Few people would deny the importance of the first impression we make on potential customers. It is therefore a bit odd to me how many folks in our industry seem unaware of where many (if not most) of their first impressions are being made.
With all due respect to our facilities folks, that first impression is increasingly not occurring in branch lobbies. At an escalating rate, the first shopping point in many industries, including banking, is on the Internet. The previous sentence should not qualify as breaking news to anyone.
Yet many banks are still not operating in a way that suggests they fully recognize that our Web sites are becoming the true "storefronts" of our institutions. At a minimum, they have become the definitive catalogs of our companies' offerings.
When I discuss this with various banking groups, I'm often met with nodding agreement by many and slight annoyance by others. I then point out that I am not devaluing the importance of our physical branches' appearance or how they operate. But banks that are not cognizant of how many customers begin "shopping" their organizations on their Web sites are not paying enough attention.
A recent article in The Wall Street Journal about Wal-Mart's evolving Internet strategy prompted me to reflect on this. Though Internet purchases currently amount to a little less than 5% of all retail purchases nationwide, consumers are increasingly choosing to begin their shopping on the Internet.
Wal-Mart's strategy uses its massive store footprint as a delivery channel for its online customers. Its "Site to Store" program lets customers shop an even larger inventory online than is carried in the stores. Purchases are then shipped free to a local store for pickup.

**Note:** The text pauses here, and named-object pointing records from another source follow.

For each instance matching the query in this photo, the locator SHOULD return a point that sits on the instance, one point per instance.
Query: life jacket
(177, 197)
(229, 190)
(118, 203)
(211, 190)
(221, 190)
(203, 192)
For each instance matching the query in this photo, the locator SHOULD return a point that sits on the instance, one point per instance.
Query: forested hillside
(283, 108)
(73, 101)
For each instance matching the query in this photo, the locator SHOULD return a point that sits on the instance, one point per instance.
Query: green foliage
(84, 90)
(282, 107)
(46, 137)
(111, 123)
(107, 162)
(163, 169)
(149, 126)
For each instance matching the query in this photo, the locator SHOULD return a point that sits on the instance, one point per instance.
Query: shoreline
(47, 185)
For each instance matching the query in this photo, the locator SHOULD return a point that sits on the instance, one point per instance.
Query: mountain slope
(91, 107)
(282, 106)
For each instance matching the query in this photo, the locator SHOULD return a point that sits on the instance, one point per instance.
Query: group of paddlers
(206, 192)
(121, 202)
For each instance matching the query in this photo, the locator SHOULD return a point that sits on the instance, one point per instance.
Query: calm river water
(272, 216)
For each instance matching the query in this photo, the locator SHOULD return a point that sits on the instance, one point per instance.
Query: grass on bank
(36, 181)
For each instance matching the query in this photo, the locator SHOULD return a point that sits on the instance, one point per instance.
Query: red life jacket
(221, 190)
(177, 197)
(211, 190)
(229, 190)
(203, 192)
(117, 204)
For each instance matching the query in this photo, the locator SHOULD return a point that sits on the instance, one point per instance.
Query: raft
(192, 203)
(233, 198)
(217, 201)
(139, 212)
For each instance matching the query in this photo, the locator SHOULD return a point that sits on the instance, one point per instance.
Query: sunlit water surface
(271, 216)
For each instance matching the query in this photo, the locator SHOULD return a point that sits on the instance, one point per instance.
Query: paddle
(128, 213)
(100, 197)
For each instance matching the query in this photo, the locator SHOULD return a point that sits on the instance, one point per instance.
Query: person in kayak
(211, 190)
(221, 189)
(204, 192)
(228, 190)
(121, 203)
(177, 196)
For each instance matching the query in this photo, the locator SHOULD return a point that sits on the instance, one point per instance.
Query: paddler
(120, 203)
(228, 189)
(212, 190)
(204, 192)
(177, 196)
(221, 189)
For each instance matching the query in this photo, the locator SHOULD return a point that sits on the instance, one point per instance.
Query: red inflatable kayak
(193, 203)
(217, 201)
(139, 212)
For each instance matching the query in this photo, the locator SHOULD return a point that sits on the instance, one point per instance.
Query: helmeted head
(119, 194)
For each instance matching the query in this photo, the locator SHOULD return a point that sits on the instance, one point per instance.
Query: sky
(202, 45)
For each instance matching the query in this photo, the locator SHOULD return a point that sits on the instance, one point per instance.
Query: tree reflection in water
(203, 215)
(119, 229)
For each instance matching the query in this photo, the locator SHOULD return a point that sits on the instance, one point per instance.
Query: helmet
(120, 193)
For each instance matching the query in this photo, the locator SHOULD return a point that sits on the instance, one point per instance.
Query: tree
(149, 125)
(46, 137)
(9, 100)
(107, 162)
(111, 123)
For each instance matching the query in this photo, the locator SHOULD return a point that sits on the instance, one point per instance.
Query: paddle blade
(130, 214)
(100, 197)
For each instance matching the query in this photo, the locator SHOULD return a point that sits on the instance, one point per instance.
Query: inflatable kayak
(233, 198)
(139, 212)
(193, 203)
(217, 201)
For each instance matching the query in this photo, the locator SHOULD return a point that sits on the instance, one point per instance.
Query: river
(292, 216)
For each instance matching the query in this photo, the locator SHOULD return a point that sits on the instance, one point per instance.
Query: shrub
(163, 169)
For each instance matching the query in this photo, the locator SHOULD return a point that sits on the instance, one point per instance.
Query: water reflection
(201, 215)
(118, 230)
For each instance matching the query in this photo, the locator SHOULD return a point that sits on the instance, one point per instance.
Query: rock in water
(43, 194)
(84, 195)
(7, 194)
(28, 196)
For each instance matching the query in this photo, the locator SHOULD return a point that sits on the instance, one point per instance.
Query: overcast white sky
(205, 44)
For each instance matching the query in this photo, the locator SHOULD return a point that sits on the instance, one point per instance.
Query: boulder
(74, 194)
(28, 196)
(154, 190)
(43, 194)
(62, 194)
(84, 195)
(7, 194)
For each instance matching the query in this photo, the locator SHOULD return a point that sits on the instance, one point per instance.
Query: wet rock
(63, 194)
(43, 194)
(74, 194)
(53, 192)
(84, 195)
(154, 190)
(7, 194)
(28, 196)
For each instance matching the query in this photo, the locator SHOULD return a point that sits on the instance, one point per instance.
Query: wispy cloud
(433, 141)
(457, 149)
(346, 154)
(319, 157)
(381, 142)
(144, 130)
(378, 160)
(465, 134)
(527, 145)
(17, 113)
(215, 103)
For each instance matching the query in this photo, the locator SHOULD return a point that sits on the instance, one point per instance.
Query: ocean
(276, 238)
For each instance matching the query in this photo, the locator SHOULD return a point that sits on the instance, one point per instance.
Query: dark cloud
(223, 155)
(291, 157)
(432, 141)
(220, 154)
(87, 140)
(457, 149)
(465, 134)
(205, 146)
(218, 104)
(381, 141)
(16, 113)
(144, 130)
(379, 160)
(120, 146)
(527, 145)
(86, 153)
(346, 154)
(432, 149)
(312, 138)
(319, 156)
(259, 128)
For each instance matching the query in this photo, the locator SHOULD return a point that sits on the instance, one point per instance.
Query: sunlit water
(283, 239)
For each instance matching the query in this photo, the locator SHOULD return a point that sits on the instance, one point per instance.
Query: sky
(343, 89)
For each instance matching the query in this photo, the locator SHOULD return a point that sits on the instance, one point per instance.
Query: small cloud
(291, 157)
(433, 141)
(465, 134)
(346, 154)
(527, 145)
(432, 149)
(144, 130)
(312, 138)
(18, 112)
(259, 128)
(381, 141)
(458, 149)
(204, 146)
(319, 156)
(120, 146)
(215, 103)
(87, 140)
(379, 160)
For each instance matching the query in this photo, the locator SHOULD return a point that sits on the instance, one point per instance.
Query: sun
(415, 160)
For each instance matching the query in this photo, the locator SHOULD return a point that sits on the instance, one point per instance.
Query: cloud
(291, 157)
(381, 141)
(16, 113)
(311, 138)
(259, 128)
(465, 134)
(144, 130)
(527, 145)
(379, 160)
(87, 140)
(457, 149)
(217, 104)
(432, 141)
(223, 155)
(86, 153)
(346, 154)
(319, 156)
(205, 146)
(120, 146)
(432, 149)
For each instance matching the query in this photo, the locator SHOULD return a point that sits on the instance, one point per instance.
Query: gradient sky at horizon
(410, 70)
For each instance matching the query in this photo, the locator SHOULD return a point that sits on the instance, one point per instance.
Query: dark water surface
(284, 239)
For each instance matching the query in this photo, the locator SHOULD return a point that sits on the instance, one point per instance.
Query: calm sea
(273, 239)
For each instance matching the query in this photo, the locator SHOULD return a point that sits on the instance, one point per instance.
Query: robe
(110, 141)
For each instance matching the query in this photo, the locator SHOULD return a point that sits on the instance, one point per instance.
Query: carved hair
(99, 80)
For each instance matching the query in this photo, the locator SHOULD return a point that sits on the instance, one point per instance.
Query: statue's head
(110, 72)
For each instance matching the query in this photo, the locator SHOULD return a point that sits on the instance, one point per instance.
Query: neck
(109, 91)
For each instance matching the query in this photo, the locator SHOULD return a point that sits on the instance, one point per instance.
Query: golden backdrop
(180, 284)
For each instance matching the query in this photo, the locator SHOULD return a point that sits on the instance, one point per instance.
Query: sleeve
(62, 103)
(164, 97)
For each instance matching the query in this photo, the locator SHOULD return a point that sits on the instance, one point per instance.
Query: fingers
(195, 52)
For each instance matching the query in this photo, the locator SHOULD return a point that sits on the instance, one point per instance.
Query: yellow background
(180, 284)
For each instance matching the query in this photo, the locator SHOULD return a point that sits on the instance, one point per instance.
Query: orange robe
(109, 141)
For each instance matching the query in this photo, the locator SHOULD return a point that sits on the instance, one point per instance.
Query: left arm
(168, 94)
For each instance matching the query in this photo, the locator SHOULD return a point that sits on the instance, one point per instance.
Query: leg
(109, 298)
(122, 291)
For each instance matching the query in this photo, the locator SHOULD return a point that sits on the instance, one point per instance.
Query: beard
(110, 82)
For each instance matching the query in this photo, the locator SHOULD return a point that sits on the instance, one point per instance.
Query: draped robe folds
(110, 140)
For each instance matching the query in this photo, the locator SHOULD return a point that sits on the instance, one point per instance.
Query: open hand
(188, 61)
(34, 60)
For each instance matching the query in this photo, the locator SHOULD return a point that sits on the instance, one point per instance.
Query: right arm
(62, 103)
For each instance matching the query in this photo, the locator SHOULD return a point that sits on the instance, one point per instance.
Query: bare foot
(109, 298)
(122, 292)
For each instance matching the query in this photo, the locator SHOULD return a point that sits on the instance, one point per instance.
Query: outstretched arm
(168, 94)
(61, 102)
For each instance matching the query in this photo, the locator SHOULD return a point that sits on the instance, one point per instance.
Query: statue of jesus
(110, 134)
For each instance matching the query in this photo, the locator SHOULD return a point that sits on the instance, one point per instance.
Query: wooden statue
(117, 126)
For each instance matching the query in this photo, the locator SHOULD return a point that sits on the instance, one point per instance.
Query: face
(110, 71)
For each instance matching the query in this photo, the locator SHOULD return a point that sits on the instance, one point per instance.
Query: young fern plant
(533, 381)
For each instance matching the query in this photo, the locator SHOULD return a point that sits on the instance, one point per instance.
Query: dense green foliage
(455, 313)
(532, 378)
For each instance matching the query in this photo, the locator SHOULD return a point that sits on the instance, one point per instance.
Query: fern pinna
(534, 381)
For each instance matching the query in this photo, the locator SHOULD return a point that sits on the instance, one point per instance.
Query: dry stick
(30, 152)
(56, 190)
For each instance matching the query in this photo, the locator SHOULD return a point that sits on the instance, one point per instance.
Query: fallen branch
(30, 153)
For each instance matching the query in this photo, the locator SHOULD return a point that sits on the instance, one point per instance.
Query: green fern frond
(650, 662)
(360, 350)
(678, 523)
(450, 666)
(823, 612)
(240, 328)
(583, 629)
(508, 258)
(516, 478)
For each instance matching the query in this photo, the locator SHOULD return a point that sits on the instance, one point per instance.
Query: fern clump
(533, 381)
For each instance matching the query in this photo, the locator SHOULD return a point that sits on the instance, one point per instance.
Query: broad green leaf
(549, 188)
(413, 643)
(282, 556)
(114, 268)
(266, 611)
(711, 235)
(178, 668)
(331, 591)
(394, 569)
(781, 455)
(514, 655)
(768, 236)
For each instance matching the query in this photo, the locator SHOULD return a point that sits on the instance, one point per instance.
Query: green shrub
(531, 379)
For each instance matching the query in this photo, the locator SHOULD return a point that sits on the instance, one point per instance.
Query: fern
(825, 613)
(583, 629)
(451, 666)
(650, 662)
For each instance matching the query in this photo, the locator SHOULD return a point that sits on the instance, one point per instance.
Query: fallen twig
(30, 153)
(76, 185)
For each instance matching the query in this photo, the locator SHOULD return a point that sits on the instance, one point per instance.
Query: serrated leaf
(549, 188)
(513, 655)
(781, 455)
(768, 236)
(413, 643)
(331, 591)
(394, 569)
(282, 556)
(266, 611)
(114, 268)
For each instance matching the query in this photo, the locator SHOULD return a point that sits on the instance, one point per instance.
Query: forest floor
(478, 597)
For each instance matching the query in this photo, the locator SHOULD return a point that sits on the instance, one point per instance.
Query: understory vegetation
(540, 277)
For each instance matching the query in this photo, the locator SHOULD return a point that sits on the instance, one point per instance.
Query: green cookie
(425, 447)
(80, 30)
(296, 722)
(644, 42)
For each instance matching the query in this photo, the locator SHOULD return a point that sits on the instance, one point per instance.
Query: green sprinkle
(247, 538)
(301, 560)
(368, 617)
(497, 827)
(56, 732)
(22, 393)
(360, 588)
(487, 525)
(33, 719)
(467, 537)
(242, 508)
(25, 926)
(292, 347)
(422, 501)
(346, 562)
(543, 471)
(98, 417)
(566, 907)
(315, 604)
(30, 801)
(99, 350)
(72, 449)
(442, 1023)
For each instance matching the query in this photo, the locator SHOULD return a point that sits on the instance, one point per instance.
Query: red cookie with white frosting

What I particularly like about the Wal-Mart example is that it shows that the most profitable retailer in the world, with more square footage of retail space than anyone, understands the seismic shifts that the Internet has induced in consumer preference.
Traditionalists would argue that a company with billions invested in real estate is nuts to make it as easy as possible for customers to avoid shopping in its stores. The retailer is even testing pickups at drive-up windows.
Some would suggest that Wal-Mart diminishes the value of these mammoth stores when it makes it increasingly simple for customers to avoid walking their aisles. But Wal-Mart understands that customers will always have final say on how, where and when they decide to do business.
And you never want to find yourself more interested in defending your operating model than in giving customers what they want, when and where they want it.
Whenever I bring up the "Web sites are the new storefronts" subject, many folks think primarily about the aesthetics and functionality of their sites. And sure, these are important.
A bank's entire brand can be quickly bolstered or diminished in the eyes of customers by its Web site.
But design aside, other issues evolving from the growing role of our Internet storefronts should command attention. One of the more obvious is that we have a customer base far more educated about our products and services and those of our competitors than ever before. People can do pretty detailed research from the comfort of their homes.
The days of pulling out a brochure and reading it along with an uninformed customer are ending. One of the things I only half-joke about with bankers is the fact that, on any given day, many of us have customers informing our own employees about the features of products that interest them.
When a customer gets the sense that he is more informed about an organization's offerings than the employee he is talking to, confidence erodes. When he gets information in a branch that conflicts with what he finds online, it is predictable that he would question the accuracy of both. This is not exactly a best practice for customer loyalty.
As the nervous laughter lingers, I like to ask folks whether they themselves regularly search their own Web sites and "drill down" to their products' features. Just as we should make sure our employees are fully aware of and ready to discuss whatever is the focus of our latest marketing campaign, we should encourage them to be as expert as possible on our Web sites and the information they contain. Customers now rightly expect this.
In the past couple of years, I have suggested that our branches may be evolving into the human interfaces of online operations. But this should not stimulate the spine chills that it so often seems to. Our jobs are evolving. Evolution does not mean elimination. And personal service and relationships become more important, not less, as technology levels the playing field.
With focus and effort, our branches and online channels can complement each other, raising the value of each to customers. Actually, to compete and succeed, they must do so.